Coincidimos, Piedad, en darle a la célebre lectura de la Oración del silencio de Gaitán el alto puesto en la historia política nuestra. Allí es donde Gaitán llama al gobierno conservador a poner fin a la violencia y señala el derecho que tendría el pueblo colombiano a la legítima defensa contra esa violencia reaccionaria desde el poder.

–¿El 9 de abril de 2013 será un acontecimiento imposible de olvidar?

–Piedad Córdoba: No hay duda: Carlos, yo creo desde mi corazón que el 9 de abril significa partir la historia política de los colombianos nuevamente. Un 9 de abril es el pretexto para que el pueblo retome el protagonismo que se merece en la política nacional. Finiquitar el intento frustrado de Gaitán. ¡A la carga por la paz! Eso debe movilizar. ¡A la carga por un nuevo país!…

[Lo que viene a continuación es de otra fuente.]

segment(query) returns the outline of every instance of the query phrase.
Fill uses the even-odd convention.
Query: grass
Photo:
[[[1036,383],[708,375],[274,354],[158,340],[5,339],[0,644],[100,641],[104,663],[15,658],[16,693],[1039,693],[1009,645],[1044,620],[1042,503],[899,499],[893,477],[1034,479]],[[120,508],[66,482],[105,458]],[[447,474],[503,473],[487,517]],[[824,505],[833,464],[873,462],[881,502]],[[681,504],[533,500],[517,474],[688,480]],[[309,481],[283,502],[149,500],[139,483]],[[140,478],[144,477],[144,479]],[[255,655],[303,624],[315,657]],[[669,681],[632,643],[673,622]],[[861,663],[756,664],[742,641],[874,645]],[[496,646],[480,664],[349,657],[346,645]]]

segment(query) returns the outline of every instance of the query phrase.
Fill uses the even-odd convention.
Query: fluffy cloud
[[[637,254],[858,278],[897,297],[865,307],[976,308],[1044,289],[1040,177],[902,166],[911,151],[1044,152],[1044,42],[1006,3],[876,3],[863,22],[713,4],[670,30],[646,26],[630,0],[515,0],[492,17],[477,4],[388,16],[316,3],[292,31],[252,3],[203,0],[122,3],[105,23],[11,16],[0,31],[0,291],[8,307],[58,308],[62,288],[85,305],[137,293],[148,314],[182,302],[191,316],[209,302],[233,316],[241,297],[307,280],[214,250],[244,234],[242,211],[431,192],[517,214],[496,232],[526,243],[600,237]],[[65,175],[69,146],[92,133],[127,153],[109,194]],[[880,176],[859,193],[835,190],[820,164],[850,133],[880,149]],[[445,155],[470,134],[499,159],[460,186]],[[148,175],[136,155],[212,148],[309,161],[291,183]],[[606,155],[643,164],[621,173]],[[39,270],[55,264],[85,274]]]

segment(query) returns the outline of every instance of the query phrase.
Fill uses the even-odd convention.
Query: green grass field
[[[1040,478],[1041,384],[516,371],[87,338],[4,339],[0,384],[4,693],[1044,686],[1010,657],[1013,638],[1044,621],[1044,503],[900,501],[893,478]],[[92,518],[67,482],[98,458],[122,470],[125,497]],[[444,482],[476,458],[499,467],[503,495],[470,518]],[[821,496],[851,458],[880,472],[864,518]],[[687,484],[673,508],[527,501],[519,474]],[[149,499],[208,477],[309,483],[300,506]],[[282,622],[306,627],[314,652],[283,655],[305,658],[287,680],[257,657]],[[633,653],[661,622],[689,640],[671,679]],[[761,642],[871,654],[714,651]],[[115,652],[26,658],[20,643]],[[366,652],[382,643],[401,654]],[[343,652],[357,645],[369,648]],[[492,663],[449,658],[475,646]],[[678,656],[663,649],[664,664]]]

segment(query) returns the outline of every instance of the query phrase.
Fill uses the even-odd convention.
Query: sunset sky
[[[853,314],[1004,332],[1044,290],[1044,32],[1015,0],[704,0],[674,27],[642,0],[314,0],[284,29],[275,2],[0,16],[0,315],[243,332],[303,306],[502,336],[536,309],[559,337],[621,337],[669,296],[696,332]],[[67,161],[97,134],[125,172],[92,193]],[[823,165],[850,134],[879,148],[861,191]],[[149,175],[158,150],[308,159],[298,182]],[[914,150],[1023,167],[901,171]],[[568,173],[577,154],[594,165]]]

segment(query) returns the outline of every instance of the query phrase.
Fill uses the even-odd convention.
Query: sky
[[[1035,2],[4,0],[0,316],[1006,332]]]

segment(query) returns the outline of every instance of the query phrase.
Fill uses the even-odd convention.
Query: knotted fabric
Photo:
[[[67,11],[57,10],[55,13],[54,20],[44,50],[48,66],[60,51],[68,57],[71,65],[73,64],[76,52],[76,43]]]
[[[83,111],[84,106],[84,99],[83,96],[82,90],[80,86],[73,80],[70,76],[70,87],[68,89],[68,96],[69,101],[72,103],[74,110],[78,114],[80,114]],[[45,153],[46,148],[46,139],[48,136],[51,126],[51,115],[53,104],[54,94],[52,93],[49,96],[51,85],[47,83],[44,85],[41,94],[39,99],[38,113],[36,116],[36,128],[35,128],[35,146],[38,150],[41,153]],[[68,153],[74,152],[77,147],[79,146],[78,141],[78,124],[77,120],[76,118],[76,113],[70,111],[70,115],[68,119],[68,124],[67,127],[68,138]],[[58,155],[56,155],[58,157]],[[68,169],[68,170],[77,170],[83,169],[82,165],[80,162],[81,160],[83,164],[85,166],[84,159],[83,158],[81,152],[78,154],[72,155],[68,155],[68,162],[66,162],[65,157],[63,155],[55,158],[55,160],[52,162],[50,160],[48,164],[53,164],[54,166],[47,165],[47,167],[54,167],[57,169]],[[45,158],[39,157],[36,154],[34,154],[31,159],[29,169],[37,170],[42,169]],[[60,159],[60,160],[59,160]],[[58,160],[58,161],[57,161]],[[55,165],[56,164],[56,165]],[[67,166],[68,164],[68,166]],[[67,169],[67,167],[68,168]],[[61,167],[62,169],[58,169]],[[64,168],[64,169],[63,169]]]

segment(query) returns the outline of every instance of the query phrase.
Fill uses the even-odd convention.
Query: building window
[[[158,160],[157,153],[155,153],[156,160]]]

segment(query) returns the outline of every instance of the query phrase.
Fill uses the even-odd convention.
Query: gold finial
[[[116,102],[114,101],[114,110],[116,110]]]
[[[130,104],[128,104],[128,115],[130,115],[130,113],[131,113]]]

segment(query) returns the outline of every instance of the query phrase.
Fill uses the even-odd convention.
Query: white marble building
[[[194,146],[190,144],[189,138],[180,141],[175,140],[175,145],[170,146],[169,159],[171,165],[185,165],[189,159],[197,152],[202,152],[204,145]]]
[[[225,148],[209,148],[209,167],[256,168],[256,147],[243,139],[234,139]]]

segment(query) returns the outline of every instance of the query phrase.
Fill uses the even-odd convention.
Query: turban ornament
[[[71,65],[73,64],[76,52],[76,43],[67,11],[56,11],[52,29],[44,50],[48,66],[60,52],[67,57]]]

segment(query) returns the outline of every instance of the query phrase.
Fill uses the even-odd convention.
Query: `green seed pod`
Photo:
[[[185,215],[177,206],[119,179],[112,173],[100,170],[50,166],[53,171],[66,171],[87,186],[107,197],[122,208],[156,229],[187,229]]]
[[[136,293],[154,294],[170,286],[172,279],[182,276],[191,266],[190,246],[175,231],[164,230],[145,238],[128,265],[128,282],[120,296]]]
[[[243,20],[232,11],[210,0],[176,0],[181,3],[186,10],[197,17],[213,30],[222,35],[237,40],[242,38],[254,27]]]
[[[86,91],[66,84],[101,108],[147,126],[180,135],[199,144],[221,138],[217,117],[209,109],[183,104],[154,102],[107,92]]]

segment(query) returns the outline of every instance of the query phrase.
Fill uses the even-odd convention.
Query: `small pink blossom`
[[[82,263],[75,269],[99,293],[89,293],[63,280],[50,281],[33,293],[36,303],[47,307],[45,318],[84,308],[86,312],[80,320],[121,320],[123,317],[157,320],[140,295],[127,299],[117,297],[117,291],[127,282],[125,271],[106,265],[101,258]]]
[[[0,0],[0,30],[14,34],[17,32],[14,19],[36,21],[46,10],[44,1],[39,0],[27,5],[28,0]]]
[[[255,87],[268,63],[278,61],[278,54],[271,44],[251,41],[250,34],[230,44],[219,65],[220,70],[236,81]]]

–Carlos Lozano: Esa es la consigna pertinente en momentos de diálogo de paz en La Habana. El 9 de abril es para que el país rodee el proceso de paz, exija que no se levanten de la mesa de diálogo hasta que no exista un acuerdo para la terminación del conflicto y por consecuencia se dé apertura a los diálogos con las demás insurgencias como el ELN que ha insistido en conversar con el gobierno y al EPL por supuesto. Esa consigna, Piedad, nos va a dejar en un momento nuevo de unidad popular, amplia y alternativa para el cambio social. Me gusta. ¡A la carga por un nuevo país!…

Un país para vivir

–Les interrumpo en las consignas y les pregunto: ¿Hablando de ese nuevo país, cómo se imaginan los dos una nueva Colombia?

–Piedad Córdoba: Yo me la imagino como la pinta en sus letras la Segunda oración por la paz, escrita por William Ospina. Un país donde volvamos a pescar, un país donde los brazos de los muchachos no sirvan para empuñar armas en la guerra, sino todo lo contrario: amasar la tierra, construir un país y elevar una nación vigorosa. Una nación donde todos y todas seamos parte de ella, donde se respeten los derechos humanos, pero también los seres vivos, respete su vegetación, el agua. ¿Sabes qué, Carlos? Sueño dejarle a los niños y niñas del futuro un país para vivir.

–Carlos Lozano: No quiero ser testigo más de esa Colombia mezquina por las clases políticas. No quiero ser testigo de una patria donde la posibilidad de paz se encierre en los sepulcros como lo advierte la oligarquía colombiana, esa misma que quiere el sometimiento de la insurgencia revolucionaria armada a cambio de nada. No. La Colombia que quiero es con paz y justicia social, base de una nueva realidad, de un nuevo estado de cosas en donde exista un nuevo orden político, económico y social. Una patria con democracia y plenas libertades.

–¿Dónde está ese nuevo país?

–Carlos Lozano: En el pensamiento bolivariano, en las ideas de Gaitán y en el proyecto revolucionario de larga tradición y experiencia en Colombia. Con el pensamiento avanzado de trasformación que tiene legado en nuestra patria y en América Latina, no estamos descubriendo el agua tibia.

–Piedad Córdoba: Ese nuevo país, Carlos, está en Marcha.